This must be why I always lose online! Its the only reasonable explanation. ;)
Ugh. Don't care for multiplayer, don't have time to 'master' singleplayer these days. I used to throw myself against the hardest difficulty until I succeeded, but I no longer play games for the challenge. I have more fun by just playing the game. So yeah, I'm more of a tourist gamer (like jungletoad) than a hardcore gamer these days, sue me :)
My 'skillz' might have dropped over time, but I'm not competing with anyone anyway.
If you can play Descent on insane, you'll be plenty ready for MP. And if you can play through Descent on insane without losing a life, you'll be one of the best MP players there is! :)
It depends on the game.

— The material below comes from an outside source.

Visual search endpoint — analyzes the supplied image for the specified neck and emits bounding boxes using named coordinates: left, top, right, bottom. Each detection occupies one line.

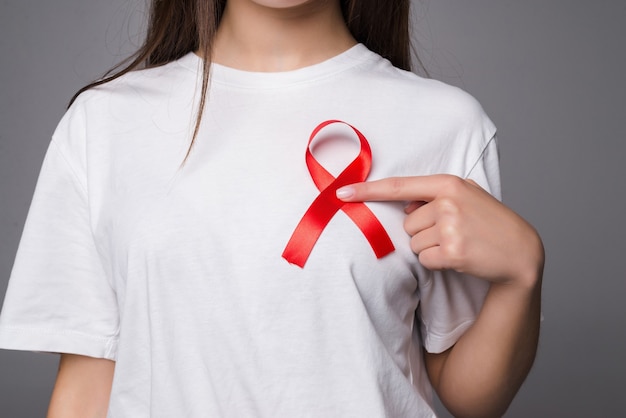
left=212, top=0, right=356, bottom=72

Many newer games are easier than older ones. Crysis and Crysis Warhead I played on Hard, merely because of the regenerating health. Despite the hundreds (or maybe thousands) of hours I've spent on Counter Strike, my twich reflexes suck, so Hard was quite enough challenge for me.
Batman: Arkham Asylum was challenging on Hard as well, though it gets a lot easier once you figure out how to do certain parts (the in-game hints help too.)
Any strategy game I play on normal because I'm pretty bad at that "thinking" part.
GRID I'm seriously thinking of switching to EASY because I'm constantly wiping out and coming in at last place....
Post edited June 09, 2010 by kalirion
I think the older fellows in here happen to be more on the "tourist gamer" side of the fence, while the younger, more twitchy and competitive crowd are in the "hardcore gamer" side of the fence. Probably has to do with time management, though I think that desire to beat the game on hard and compete and be the best at the game wanes with age. That's my case at least, even though I was never too hardcore with any one game in particular, not even when I was a teen.
Now that I have more games than I have time to enjoy them, my motivation to master any of them is pretty much non existent. As soon as they get boring, they get kicked out of my drive.
I play on whatever difficulty is fun for me. I don't care if I am "the best", I suck at playing MP online competitive games - but I am fine with that. I don't buy games w/ MP in mind, I buy them because the basics of the game interest me.